Multa per Semaforo Rosso in Italia: Importo, Punti e Ricorso (Art. 146 C.d.S.)

Passare con il semaforo rosso in Italia non è una valutazione discrezionale che l'agente o la telecamera compiono sul momento. È una sanzione fissa e determinata dall'art. 146, comma 3 del Codice della Strada (il Codice della Strada, D.Lgs. 285/1992), e l'importo in euro, i punti decurtati e ciò che cambia in caso di recidiva sono tutti fissati dalla norma, non lasciati alla discrezionalità.
Questa pagina descrive quella sanzione esattamente come si presenta oggi, come è consentito l'accertamento tramite telecamera senza fermare il conducente, e quali sono le reali opzioni del conducente una volta ricevuto il verbale.
Informazioni verificate il 20 luglio 2026. Questa pagina fornisce informazioni legali di carattere generale e non costituisce consulenza legale per una situazione specifica.
Cosa stabilisce davvero l'articolo 146
L'articolo 146 del Codice della Strada punisce, al comma 2, la mancata osservanza della segnaletica stradale in generale, con una sanzione più contenuta (da 42 a 173 euro, testo vigente), e punisce, in modo specifico al comma 3, il proseguire nonostante il semaforo rosso o un segnale di arresto di un agente del traffico, con una sanzione decisamente più alta, da 167 a 665 euro. I due casi sono facili da confondere perché si trovano nello stesso articolo, ma il semaforo rosso corrisponde sempre all'importo del comma 3, mai a quello del comma 2.
Questa fascia da 167 a 665 euro è in vigore dal 15 gennaio 2021. L'art. 195, comma 3 dello stesso codice prevede che gli importi delle sanzioni siano normalmente rivisti ogni due anni in base alla variazione dell'indice ISTAT dei prezzi al consumo, tramite decreto congiunto del Ministero della Giustizia, del Ministero dell'Economia e delle Finanze e del Ministero delle Infrastrutture e dei Trasporti. Questa revisione biennale è stata tuttavia sospesa per legge: la Legge 29 dicembre 2022, n. 197, art. 1, comma 497, l'ha sospesa per il 2023 e il 2024; la sospensione è stata poi prorogata al 2025, e da ultimo al 2026, con il prossimo decreto previsto entro il 1° dicembre 2026 per importi che decorrerebbero dal 1° gennaio 2027. In pratica, l'importo da 167 a 665 euro verificato oggi sul testo consolidato non è cambiato dal 2021 e non cambierà prima del 2027 al più presto.
I punti, e il raddoppio per i neopatentati
Un'infrazione da semaforo rosso fa scattare anche una decurtazione nell'ambito del sistema della patente a punti, istituito dall'art. 126-bis C.d.S. Ogni patente parte con 20 punti, e un'infrazione a cui si accompagna una sanzione accessoria di sospensione, o una delle regole comportamentali elencate nella tabella allegata all'articolo 126-bis, comporta una decurtazione registrata sul fascicolo nazionale del conducente. Il passaggio con il semaforo rosso è una delle infrazioni elencate e costa 6 punti.

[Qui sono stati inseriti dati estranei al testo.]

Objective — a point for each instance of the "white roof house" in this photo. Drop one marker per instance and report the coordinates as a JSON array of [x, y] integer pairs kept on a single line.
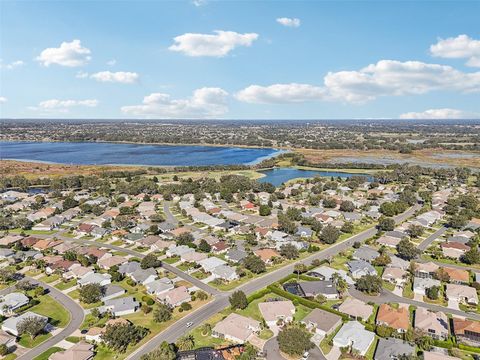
[[354, 334], [211, 263], [11, 302]]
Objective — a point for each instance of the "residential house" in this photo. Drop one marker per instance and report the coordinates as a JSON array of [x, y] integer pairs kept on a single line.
[[390, 349], [353, 334], [275, 311], [321, 287], [462, 294], [236, 328], [11, 302], [467, 331], [322, 322], [359, 268], [120, 306], [356, 309], [80, 351], [397, 319], [435, 324], [422, 284], [454, 249], [175, 297]]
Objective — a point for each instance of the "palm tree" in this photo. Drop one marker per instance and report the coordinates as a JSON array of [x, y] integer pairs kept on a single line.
[[186, 342]]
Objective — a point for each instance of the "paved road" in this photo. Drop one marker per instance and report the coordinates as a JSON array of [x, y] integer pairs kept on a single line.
[[387, 296], [172, 333], [426, 243], [76, 319]]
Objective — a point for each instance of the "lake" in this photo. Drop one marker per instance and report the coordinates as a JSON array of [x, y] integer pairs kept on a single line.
[[280, 175], [91, 153]]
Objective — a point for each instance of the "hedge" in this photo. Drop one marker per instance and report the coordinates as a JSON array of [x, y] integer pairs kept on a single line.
[[308, 303]]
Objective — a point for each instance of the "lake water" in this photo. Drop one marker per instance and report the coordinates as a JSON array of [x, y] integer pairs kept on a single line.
[[90, 153], [281, 175]]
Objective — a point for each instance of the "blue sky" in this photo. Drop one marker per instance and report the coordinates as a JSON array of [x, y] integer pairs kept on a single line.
[[239, 60]]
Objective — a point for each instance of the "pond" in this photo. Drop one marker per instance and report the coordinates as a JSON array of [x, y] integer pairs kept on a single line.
[[279, 176]]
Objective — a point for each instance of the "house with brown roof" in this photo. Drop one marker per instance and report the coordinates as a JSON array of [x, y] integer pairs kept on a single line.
[[266, 254], [467, 331], [457, 276], [435, 324], [275, 311], [453, 249], [397, 319], [236, 328]]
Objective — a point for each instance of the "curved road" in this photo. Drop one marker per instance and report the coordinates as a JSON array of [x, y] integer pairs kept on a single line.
[[76, 319], [389, 297], [173, 332]]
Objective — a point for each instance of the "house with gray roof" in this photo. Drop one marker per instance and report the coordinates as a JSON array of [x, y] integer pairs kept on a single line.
[[111, 291], [129, 267], [120, 306], [359, 268], [144, 276], [390, 348], [353, 334], [365, 253], [11, 302]]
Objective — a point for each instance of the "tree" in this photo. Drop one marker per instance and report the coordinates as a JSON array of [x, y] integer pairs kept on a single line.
[[90, 293], [369, 284], [432, 292], [149, 261], [165, 351], [238, 300], [254, 264], [32, 325], [162, 313], [347, 206], [264, 210], [119, 336], [289, 251], [203, 246], [386, 224], [329, 234], [407, 250], [294, 340], [186, 342]]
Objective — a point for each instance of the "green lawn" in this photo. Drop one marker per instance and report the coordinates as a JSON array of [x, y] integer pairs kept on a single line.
[[57, 314], [46, 354], [28, 342], [49, 278], [66, 285]]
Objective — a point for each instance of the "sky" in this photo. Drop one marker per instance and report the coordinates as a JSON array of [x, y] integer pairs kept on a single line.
[[203, 59]]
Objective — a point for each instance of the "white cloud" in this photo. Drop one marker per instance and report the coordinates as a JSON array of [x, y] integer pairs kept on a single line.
[[70, 54], [385, 78], [290, 22], [440, 114], [281, 93], [205, 103], [217, 45], [461, 47], [12, 65], [123, 77], [56, 105]]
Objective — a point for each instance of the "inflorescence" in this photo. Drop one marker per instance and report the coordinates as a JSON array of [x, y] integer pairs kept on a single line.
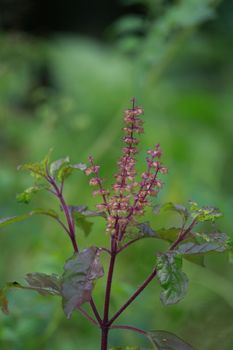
[[128, 197]]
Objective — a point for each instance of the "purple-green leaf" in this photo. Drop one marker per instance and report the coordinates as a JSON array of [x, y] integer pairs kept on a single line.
[[80, 274], [163, 340], [171, 277]]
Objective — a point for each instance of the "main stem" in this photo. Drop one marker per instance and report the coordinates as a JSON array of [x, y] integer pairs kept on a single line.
[[105, 325]]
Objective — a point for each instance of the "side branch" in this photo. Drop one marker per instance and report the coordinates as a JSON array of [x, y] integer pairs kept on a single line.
[[134, 296]]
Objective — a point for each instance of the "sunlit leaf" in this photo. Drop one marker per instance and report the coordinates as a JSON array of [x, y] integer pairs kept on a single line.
[[81, 214], [13, 219], [26, 196], [163, 340], [57, 165], [171, 277], [177, 208], [204, 213], [193, 248], [38, 169], [66, 169], [80, 274]]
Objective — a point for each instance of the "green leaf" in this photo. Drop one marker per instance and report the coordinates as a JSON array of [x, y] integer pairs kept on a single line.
[[44, 284], [173, 281], [197, 259], [56, 166], [163, 340], [80, 274], [26, 196], [13, 219], [38, 169], [193, 248], [177, 208], [39, 282], [67, 170], [129, 24], [145, 230], [204, 213], [168, 234], [3, 301]]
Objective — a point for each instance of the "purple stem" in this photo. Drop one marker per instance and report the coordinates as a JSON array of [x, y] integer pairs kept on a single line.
[[134, 296], [134, 329], [105, 323], [71, 231], [87, 316]]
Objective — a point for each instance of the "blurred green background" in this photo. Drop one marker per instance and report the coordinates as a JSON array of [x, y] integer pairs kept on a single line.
[[67, 72]]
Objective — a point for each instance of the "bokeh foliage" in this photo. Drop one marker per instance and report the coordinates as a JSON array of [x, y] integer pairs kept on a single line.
[[69, 93]]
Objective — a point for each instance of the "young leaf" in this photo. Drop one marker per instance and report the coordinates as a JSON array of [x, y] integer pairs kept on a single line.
[[39, 169], [80, 274], [66, 169], [180, 209], [168, 234], [26, 196], [204, 213], [44, 284], [163, 340], [145, 230], [80, 215], [193, 248], [173, 281], [57, 165], [12, 219]]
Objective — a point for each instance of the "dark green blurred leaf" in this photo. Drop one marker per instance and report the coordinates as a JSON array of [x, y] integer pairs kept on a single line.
[[81, 272], [39, 282], [44, 284], [163, 340], [171, 277], [3, 301], [13, 219], [129, 24], [129, 348]]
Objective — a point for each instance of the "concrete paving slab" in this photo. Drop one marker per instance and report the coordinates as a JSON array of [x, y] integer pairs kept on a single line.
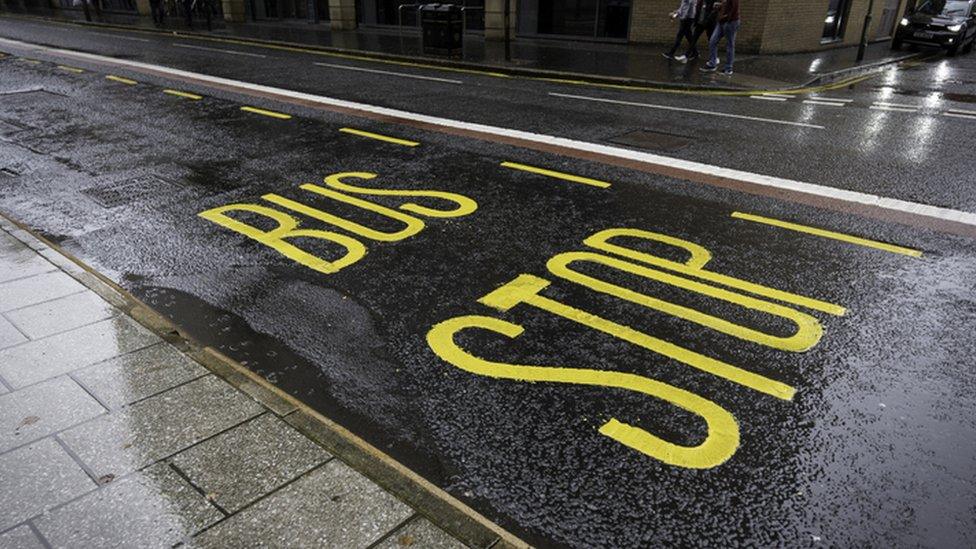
[[250, 461], [333, 506], [42, 409], [9, 335], [56, 355], [21, 537], [36, 478], [138, 375], [160, 426], [420, 533], [36, 289], [152, 508], [62, 314]]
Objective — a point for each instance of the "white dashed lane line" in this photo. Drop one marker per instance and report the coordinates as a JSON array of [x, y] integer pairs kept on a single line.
[[218, 50], [683, 109], [389, 73]]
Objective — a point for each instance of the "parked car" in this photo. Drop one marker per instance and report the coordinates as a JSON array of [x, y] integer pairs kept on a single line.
[[950, 24]]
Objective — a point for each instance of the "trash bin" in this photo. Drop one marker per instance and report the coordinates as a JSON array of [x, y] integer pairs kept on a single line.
[[442, 27]]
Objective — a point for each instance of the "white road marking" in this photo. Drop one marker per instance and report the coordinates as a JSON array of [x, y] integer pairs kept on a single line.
[[832, 99], [770, 182], [823, 102], [891, 109], [898, 105], [218, 50], [682, 109], [120, 37], [403, 74], [957, 115]]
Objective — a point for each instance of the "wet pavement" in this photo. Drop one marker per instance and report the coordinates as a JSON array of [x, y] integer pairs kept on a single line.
[[111, 436], [640, 62], [692, 377]]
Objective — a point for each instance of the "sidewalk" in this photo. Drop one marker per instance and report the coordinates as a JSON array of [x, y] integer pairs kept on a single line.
[[638, 64], [111, 435]]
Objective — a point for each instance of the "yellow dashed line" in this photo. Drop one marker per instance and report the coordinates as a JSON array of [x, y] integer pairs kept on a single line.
[[185, 95], [121, 80], [379, 137], [272, 114], [829, 234], [557, 175]]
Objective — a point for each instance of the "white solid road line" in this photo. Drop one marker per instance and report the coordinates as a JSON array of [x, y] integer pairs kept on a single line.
[[218, 50], [823, 102], [896, 105], [403, 74], [831, 99], [891, 205], [891, 109], [958, 115], [682, 109], [120, 37]]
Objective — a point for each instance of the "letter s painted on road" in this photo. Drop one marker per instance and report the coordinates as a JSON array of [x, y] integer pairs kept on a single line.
[[723, 431]]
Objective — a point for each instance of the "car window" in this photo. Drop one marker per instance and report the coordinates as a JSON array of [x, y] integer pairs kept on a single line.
[[945, 8]]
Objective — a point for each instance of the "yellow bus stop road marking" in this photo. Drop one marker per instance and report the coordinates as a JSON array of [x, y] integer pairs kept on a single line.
[[557, 175], [829, 234], [121, 80], [379, 137], [186, 95], [272, 114]]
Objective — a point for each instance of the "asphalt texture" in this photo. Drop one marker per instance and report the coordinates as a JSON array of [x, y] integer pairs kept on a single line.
[[876, 447]]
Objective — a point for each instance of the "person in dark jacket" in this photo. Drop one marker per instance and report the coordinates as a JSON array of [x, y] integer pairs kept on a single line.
[[728, 26], [685, 14], [705, 21]]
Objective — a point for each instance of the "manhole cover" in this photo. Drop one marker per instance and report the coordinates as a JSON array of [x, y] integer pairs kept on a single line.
[[648, 139], [127, 191]]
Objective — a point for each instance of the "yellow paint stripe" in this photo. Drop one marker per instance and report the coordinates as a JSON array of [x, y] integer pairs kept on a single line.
[[557, 175], [379, 137], [272, 114], [186, 95], [121, 80], [830, 234]]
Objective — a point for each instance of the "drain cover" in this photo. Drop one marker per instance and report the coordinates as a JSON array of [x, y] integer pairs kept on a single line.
[[127, 191], [648, 139]]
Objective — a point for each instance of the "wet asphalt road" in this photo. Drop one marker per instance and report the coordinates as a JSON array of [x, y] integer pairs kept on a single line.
[[875, 448]]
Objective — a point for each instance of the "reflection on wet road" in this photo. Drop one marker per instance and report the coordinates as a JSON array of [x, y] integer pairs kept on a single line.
[[591, 353]]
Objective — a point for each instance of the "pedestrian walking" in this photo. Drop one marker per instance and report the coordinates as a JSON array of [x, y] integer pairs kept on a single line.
[[706, 19], [728, 26], [156, 7], [685, 14]]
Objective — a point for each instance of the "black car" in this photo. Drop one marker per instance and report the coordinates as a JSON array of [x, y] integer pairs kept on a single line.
[[950, 24]]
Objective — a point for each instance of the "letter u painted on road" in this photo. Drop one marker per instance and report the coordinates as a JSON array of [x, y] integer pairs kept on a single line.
[[355, 249], [719, 445]]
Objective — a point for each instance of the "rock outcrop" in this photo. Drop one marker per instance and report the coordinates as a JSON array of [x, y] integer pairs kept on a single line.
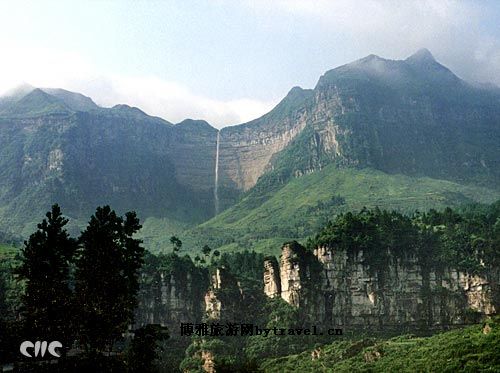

Per un neopatentato, cioè un conducente nei primi tre anni dal conseguimento della patente, l'art. 126-bis raddoppia la decurtazione per le infrazioni che disciplina. In pratica, un conducente che ha la patente da diciotto mesi e passa con il rosso perde 12 punti anziché 6, oltre alla stessa sanzione in euro che si applica a ogni conducente.
La regola della recidiva: un secondo semaforo rosso entro due anni
L'art. 146, comma 3-bis aggiunge una conseguenza che una singola infrazione non comporta. Se lo stesso conducente commette l'infrazione del comma 3, il passaggio con il rosso, due o più volte in un periodo di due anni, l'ultima di queste infrazioni comporta anche una sanzione accessoria: la sospensione della patente da 1 a 3 mesi. La sanzione pecuniaria e i punti restano comunque applicati a ciascuna infrazione singolarmente; la sospensione si aggiunge alla sanzione sull'infrazione che fa scattare la recidiva (la seconda o successiva), non la sostituisce.
La maggiorazione notturna
L'art. 195, comma 2-bis elenca una serie di articoli, tra cui l'articolo 146, le cui sanzioni aumentano di un terzo quando l'infrazione viene commessa tra le 22:00 e le 07:00. Applicata alla fascia del semaforo rosso, questa maggiorazione porta a circa 223-887 euro per un'infrazione commessa in quella fascia oraria, anche se l'importo esatto registrato dall'agente o dal sistema di rilevazione seguirà le pratiche di arrotondamento dell'amministrazione, non un semplice calcolo. La maggiorazione riguarda specificamente gli articoli elencati; non si applica a ogni infrazione del C.d.S.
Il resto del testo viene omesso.